The Numbers Keep Growing
When Conduent first disclosed the breach, early estimates suggested 4 million affected in Texas.
That number is now 15.4 million Texans.[2]
Oregon holds steady at 10.5 million. Together, just two states account for most of the 25+ million confirmed victims. But Conduent operates in 46 states. More notifications are expected.[2]
Texas Attorney General Ken Paxton launched an investigation in February 2026, calling it "likely the largest breach in U.S. history."[3] He issued Civil Investigative Demands to both Conduent and Blue Cross Blue Shield of Texas.

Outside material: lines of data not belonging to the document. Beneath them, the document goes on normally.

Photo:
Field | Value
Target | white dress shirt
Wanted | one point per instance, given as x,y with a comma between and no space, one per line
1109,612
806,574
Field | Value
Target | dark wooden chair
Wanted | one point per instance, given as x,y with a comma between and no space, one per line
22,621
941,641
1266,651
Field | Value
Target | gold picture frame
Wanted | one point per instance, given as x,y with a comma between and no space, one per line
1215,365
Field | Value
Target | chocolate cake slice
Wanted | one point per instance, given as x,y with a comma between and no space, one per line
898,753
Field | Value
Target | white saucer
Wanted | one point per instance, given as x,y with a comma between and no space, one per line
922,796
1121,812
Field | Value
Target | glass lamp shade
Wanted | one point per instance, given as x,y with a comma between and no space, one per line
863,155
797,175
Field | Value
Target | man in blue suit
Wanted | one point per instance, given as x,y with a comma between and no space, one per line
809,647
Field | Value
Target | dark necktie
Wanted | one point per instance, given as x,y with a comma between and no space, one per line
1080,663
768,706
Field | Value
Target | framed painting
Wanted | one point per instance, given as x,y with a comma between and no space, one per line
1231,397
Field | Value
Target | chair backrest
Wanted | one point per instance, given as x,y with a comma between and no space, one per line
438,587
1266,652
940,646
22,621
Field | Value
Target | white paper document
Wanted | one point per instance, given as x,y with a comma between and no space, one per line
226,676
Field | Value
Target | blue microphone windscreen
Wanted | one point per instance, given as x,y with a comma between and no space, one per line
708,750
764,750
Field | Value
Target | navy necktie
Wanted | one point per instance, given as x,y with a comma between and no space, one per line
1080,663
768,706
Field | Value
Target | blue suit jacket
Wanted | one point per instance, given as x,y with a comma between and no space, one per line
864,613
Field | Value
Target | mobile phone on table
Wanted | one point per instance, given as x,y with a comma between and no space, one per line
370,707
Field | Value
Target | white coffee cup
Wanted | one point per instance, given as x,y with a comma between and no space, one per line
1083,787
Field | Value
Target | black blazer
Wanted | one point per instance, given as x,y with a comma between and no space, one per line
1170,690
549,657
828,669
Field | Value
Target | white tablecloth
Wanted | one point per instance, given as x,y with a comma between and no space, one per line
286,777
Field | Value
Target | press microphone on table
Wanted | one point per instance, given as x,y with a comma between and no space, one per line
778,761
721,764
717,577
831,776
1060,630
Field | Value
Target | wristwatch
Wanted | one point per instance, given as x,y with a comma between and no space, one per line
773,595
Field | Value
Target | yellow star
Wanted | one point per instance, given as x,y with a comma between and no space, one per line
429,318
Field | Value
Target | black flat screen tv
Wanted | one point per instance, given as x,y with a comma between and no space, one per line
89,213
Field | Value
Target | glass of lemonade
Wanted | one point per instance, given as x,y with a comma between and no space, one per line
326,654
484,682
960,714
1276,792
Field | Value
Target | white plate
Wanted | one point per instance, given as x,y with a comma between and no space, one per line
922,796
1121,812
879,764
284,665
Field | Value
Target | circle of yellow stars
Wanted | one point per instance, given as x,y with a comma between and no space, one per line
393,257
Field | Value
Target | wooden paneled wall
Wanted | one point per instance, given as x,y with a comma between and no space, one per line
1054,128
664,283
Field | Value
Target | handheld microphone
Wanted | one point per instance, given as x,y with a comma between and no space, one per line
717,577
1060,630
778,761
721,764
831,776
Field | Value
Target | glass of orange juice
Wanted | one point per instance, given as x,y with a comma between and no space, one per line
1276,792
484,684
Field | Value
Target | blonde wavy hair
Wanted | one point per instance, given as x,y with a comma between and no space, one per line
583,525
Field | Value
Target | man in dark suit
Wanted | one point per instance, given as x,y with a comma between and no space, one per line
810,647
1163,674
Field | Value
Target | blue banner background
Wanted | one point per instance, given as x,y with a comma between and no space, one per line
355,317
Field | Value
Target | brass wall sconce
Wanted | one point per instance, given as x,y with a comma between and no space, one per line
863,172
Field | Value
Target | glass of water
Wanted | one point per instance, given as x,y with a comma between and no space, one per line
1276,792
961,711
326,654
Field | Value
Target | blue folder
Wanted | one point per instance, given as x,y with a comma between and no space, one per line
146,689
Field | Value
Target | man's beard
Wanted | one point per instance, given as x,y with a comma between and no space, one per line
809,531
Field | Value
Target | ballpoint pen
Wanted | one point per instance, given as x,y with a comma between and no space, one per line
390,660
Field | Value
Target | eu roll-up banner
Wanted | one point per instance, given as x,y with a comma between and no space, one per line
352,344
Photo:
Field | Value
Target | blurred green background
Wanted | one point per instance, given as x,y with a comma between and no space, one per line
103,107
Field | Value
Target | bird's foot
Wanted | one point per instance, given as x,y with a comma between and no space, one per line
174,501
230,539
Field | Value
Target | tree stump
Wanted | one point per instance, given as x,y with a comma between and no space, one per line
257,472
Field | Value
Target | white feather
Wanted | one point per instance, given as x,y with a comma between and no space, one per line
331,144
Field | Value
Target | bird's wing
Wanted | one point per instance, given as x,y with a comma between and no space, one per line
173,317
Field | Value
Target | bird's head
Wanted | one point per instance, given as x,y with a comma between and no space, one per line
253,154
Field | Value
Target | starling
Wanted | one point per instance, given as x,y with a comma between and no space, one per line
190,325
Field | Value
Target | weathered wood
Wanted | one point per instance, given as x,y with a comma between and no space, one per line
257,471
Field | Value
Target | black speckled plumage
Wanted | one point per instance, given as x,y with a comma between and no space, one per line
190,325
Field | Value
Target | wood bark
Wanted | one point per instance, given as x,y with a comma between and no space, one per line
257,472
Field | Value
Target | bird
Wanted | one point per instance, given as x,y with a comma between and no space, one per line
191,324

"Texans deserve to know that their private health information is being handled responsibly and in full compliance with the law," Paxton said. "If any insurance giant cut corners...I will work to uncover it."[3]
Nine Months to Tell You
Here's the timeline:
- October 21, 2024: Attackers break in[5]
- January 13, 2025: Conduent discovers the breach[5]
- February 2025: SafePay ransomware group claims responsibility
- October 2025: Notification letters finally start going out[4]
Nine months. For nine months, 25+ million Americans had no idea their SSNs, medical records, and health insurance data had been stolen.[4]
State breach notification laws typically require disclosure within 30-60 days. Conduent took nine months. The company claims it needed time to investigate the scope, but victims needed time to freeze their credit and monitor for fraud.
Are You Affected?
Here's the frustrating part: you might never have directly interacted with Conduent. Your data got there through state benefit programs, health insurers, or corporate HR systems.
You may be affected if you:
- Received Medicaid or CHIP benefits in any state
- Used SNAP (food stamps) benefits
- Received child support payments
- Collected unemployment insurance
- Work for a company that outsources HR or payroll
- Have insurance through Blue Cross Blue Shield in Texas
Steps to take now:
- Freeze your credit at all three bureaus (Equifax, Experian, TransUnion). This is free and stops new accounts from being opened.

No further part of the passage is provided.